I went back to my office and started in on the paperwork that had built up during the days I was off. The phone on my desk rang.

"Tell me what I'm hearing isn't true," the voice of Clotile Arce-neaux said.

"I'm not too keen on rumors."

"Did you and your buddy Purcel brace Sammy Fig out in Metairie Friday night?"

"Maybe."

"Some federal agents are seriously pissed off about this, as well as somebody else, meaning myself. What gives you the right to go into another jurisdiction and intimidate other people's witnesses?"

"I don't read it that way."

"Well, read this. Sammy Fig thinks either I or federal agents gave you information that sent you over to Metairie. He says he'll no longer be cooperating with us and we can shove Witness Protection up our ass."

"That's the way it flushes sometimes."

"I love your metaphors. I even like you. But right now I'd like to push you off a tall building."

"Where's Sammy now?"

"I left that part out, did I? We have no idea. Gone. My guess is he's gonna try to take it to them before they get to him first."

"Take it to whom?"

"To whom} I love talking to cops who need to show me how educated they are. How would we know, since eighteen months of casework just got dumped in the toilet? You're something else, Robi-cheaux. I hope you come out of this all right, but remind me to be on vacation the next time I catch a case you're involved with. Did you and Purcel really take a bunch of hookers to Galatoire's?"

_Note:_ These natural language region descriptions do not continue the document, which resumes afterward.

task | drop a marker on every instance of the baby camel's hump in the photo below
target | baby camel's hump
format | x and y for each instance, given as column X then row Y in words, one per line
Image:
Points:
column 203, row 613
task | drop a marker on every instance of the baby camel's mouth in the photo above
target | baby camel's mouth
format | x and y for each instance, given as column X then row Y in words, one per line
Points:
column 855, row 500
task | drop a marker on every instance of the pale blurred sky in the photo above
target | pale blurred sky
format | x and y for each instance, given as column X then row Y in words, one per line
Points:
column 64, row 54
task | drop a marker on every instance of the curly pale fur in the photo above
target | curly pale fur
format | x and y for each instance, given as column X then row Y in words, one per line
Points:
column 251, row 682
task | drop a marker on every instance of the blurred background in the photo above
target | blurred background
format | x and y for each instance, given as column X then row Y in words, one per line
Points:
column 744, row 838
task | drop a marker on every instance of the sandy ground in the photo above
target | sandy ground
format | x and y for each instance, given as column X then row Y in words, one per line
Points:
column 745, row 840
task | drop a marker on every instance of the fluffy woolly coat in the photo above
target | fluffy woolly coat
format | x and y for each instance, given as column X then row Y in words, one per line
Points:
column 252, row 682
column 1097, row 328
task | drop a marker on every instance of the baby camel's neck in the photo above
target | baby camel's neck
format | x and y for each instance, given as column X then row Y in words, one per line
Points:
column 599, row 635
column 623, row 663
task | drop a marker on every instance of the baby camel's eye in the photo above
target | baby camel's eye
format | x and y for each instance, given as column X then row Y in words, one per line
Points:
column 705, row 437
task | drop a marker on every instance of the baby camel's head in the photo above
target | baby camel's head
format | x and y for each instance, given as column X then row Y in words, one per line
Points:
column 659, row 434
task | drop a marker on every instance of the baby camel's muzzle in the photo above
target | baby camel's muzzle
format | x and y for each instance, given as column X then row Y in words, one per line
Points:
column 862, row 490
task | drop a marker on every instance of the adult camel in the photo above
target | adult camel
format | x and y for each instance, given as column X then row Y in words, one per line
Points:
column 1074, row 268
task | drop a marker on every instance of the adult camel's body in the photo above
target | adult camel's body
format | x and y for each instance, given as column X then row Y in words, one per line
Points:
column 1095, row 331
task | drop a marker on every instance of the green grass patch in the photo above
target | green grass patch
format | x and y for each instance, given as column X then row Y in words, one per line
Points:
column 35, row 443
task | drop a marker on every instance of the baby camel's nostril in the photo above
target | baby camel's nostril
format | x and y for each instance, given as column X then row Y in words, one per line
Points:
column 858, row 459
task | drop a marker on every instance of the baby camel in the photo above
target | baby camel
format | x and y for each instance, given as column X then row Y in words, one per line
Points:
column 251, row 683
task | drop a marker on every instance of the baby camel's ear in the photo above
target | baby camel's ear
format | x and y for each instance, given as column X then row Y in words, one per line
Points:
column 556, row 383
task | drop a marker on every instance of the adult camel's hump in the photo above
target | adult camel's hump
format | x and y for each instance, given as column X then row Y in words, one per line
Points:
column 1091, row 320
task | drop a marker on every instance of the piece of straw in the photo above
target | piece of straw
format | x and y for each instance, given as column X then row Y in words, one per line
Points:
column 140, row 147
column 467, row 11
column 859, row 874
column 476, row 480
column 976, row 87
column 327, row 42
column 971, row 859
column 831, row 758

"I think we've got a bad connection. Let me call you back later."

"Not necessary. I've had all the horse shit I can take in one day," she said.

Top that.

At noon I signed out of the office and drove up the bayou to Hogman Patin's house. He was building a chicken coop under a pecan tree in his side yard and pretended not to see me when I turned into the drive. He slipped his hammer through a hole in a leather pouch on his belt, looking intently at his creation, then walked around the back of his house, out of sight.

I left my truck on top of the oyster-shell drive, the engine ticking with heat, and followed him. He was sitting on his steps, his big hands cupped on his knees, the knife scars on his arms like the backs of worms that had burrowed under the skin. The sun's reflection wobbled brightly on the bayou's surface, but he stared at it without blinking. "Ain't goin' to let the past alone, are you?" he said.

"You have to confront it to get rid of it, Hogman," I replied.

"I done tole you almost all I know. Why don't you let it be?"

"What happened to Jackson Posey, the guard who had to keep taking Junior up to Miss Andrea's house?"

"Cancer eat him up. Heard he died at Charity Hospital in Lafayette. Died hard, too."

I picked up a handful of moldy pecans from a shady, damp area and began chunking them into the bayou. "You've never told anybody why you made a bottle tree in your backyard, have you?" I said.